Virtue prevailing over venality. It seemed exciting and romantic on page or screen. But in real life, Maia had no mothers or sisters to turn to. She was a lone summerling fiver without a friend in the world. Clearly, Tizbe and her Jopland clients could do whatever they pleased to her.
That's if they catch me, Maia thought, biting her lip to stop a quiver. Clenching her fists also helped. Defiance was a heady anodyne against fear.
Uh oh.
Coming to a dead stop, she swallowed hard. The trail had been meandering along a lip halfway down the canyon wall, but on turning a corner she found it suddenly plunging straight for a precipice. A rickety suspension bridge lay ahead, half of it in shadows and half reflecting painful moonlight to her dark-adapted eyes.
I must've taken a wrong turn. Calma could never have taken her wagon across that!

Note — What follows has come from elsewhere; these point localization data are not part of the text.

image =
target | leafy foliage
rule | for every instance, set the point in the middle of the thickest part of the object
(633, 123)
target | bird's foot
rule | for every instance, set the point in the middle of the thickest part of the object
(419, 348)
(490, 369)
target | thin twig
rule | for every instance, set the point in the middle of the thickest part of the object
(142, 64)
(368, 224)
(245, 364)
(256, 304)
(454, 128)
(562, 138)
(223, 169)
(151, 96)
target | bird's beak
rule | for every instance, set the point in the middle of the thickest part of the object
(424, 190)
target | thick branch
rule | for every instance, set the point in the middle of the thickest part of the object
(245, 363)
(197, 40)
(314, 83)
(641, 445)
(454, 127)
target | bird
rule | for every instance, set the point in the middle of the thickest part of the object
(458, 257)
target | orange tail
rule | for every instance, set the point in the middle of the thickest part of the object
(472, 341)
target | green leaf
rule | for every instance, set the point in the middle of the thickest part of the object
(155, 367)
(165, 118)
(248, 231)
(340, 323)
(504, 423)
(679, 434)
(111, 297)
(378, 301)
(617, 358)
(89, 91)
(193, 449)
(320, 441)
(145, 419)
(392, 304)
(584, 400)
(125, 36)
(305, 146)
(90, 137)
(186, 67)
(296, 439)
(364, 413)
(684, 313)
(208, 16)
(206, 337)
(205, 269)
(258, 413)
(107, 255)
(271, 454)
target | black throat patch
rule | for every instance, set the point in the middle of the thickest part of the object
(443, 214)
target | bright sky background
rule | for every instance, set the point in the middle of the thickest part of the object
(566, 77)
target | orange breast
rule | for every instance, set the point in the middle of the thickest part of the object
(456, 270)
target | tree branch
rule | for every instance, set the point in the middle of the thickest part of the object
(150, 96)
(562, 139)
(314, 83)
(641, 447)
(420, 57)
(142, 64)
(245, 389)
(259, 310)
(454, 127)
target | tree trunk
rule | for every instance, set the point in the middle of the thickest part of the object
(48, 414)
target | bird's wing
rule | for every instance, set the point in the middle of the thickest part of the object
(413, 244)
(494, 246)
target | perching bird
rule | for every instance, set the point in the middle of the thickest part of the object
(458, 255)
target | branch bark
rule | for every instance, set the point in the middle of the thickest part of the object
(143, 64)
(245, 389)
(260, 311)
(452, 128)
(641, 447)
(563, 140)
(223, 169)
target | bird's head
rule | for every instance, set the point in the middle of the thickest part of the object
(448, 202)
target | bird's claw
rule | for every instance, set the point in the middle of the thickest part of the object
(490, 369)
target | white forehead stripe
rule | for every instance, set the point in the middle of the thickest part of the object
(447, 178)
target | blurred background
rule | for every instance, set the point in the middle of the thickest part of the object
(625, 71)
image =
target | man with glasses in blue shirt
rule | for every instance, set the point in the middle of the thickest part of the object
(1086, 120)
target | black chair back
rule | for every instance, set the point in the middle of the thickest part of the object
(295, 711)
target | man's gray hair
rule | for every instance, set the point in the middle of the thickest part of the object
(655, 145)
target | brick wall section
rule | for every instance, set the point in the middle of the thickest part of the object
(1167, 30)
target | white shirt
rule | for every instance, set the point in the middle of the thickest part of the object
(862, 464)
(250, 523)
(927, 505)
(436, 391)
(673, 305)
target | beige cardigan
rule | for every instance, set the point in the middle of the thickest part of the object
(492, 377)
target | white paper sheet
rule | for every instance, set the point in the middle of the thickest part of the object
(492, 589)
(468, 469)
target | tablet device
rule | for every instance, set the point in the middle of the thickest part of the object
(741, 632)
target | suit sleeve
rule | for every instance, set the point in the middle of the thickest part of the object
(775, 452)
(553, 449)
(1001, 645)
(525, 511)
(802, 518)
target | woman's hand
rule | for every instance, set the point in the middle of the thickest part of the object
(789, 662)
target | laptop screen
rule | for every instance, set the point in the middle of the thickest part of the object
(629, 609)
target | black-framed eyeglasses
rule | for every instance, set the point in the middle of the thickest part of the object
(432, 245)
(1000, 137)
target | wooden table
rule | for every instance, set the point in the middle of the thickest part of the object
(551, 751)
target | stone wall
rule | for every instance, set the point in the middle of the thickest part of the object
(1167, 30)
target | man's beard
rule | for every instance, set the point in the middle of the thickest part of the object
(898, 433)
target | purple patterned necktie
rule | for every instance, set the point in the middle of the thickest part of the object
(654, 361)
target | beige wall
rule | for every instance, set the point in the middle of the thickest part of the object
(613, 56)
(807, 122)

Tracing its spidery outline, Maia saw that the bridge hung over a gulch strewn with heaping mounds of ash and slag, trailing from a row of towering beehive structures on the opposite ridge. Here and there, Maia glimpsed red flickers from coal fires that were banked for the night, but never allowed to go out.
Iron foundries, she recognized with some relief. So this was Lerner Hold after all. Calma must have taken a slower freight route across the canyon floor. This was the more direct way.
Setting foot on the creaky, swaying bridge would have been frightening even by daylight. But what choice had she? I was never very good at this, she thought, remembering camping trips with other summerlings on the steppe near Port Sanger. She and Leie had loved the expeditions, putting up cheerfully with biting bugs and bitter cold. But neither of them had much love for crossing streams on teetering logs or skittish stones.
The bridge was definitely worse. Stepping forward cautiously, Maia took hold of the guide rope, which stretched across the ravine at waist level. She worked her way from handhold to handhold and plank to groaning plank, fearing at any moment to hear a shout of pursuit behind her, or the snap of some cable giving way. Eerie silence added further discomfort, driving home her loneliness.
Finally, on reaching the other side, she leaned against one of the anchor pillars and let out a ragged sigh. From the promontory, Maia surveyed the trail down which she had come. There was no sign of any full-scale search party, whose lights would be visible for kilometers. You're probably making more of this than it deserves, she thought. To them you're just a stupid var who stuck her nose where it didn't belong. Lay low for a while and they'll forget all about you.
It made sense. But then, maybe she was too stupid to know how much trouble she was in. Standing there, Maia felt the wind grow colder. Her fingers were numb, almost paralyzed, even when she blew on them. Shivering, she rubbed her hands and began peering among the furnaces and cliffside warehouses for the mansion where this branch of Lerner Clan dwelled and raised its daughters.